Ionizing radiation is a well-established carcinogen and is known to cause breakage of chromosomes, i.e. it is a clastogen. Although human studies of ionizing radiation and birth defects are limited, ionizing radiation has been shown to cause birth defects in animal studies. We hypothesize that in humans exposure to ionizing radiation immediately prior to conception may induce chromosomal abnormalities in the germ cells of one or both parents, resulting in birth defects. Further, maternal exposure to ionizing radiation in early pregnancy may result in the death of rapidly dividing cells in the developing embryo resulting in a birth defect. The pathways described above may contribute to the etiology of many different types of birth defects, especially multiple anomalies and chromosomal abnormalities.
The aims of this study are: 1) To assess the association between maternal exposure to ionizing radiation from x-ray procedures and birth defects 2) To assess the association between maternal exposure to occupational sources of ionizing radiation and birth defects and 3) To assess the association between paternal exposure to occupational sources of ionizing radiation and birth defects. The proposed study will be based on data from version 8.0 of the National Birth Defects Prevention Study (NBDPS). The study design is cost-effective, utilizing existing data collected by the National Birth Defects Prevention Study on over 22,000 pregnant women. This study will include data from maternal interviews on over 15,000 mothers of infants with over 30 different categories of birth defects and 7,173 control mothers. Maternal exposure to ionizing radiation from medical imaging studies performed in the three months before conception or during pregnancy will be measured based on maternal responses to a detailed telephone interview. Maternal and paternal occupational exposures to ionizing radiation will also be measured based on responses to detailed questions on maternal and paternal occupations from the same interview. In order to classify maternal and paternal exposures to occupational sources of ionizing radiation, we plan to use a job-exposure matrix (JEM) that is specific to occupational sources of exposure to ionizing radiation and has been developed by Mustafa Dosemeci at National Cancer Institute (NCI).
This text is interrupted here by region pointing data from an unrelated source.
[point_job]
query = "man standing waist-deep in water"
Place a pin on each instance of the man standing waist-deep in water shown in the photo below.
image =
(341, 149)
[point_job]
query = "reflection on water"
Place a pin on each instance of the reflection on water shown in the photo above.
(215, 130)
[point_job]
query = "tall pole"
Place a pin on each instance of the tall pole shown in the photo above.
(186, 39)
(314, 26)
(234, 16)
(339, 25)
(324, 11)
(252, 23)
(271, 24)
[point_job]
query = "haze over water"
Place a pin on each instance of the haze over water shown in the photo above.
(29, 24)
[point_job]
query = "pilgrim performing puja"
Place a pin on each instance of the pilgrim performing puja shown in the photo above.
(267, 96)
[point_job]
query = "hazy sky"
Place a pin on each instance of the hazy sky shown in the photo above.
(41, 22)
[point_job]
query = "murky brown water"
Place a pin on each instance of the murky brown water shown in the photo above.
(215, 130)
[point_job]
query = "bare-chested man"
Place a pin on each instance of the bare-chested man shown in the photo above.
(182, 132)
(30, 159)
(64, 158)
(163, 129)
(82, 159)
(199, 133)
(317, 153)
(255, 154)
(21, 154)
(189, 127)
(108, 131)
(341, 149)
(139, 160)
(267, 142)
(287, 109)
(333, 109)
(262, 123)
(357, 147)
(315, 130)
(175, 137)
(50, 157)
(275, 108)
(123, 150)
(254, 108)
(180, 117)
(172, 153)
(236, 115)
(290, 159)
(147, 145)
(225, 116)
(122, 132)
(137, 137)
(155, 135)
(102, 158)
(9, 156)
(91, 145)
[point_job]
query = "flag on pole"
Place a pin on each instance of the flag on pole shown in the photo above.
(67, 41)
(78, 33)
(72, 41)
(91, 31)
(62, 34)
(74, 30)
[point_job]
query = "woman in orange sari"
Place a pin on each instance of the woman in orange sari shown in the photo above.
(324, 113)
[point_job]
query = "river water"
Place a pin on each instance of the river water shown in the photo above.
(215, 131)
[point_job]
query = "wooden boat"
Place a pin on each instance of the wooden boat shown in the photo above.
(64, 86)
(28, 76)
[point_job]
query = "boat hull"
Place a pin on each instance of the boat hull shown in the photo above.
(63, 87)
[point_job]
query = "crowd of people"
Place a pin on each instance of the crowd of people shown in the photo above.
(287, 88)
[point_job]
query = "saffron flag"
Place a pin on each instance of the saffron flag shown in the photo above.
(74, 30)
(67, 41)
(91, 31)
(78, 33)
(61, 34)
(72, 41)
In summary we propose to conduct one of the largest most statistically powerful population based studies of occupational and medical sources of ionizing radiation and birth defects.
This study will determine whether women who are exposed to radiation from x-rays, CAT scans and other types of medical imaging are at an increased risk of having infants with 30 different categories of birth defects. It will also determine whether women and men who are exposed to radiation in their workplace have an increased risk of having infants with 30 different categories of birth defects.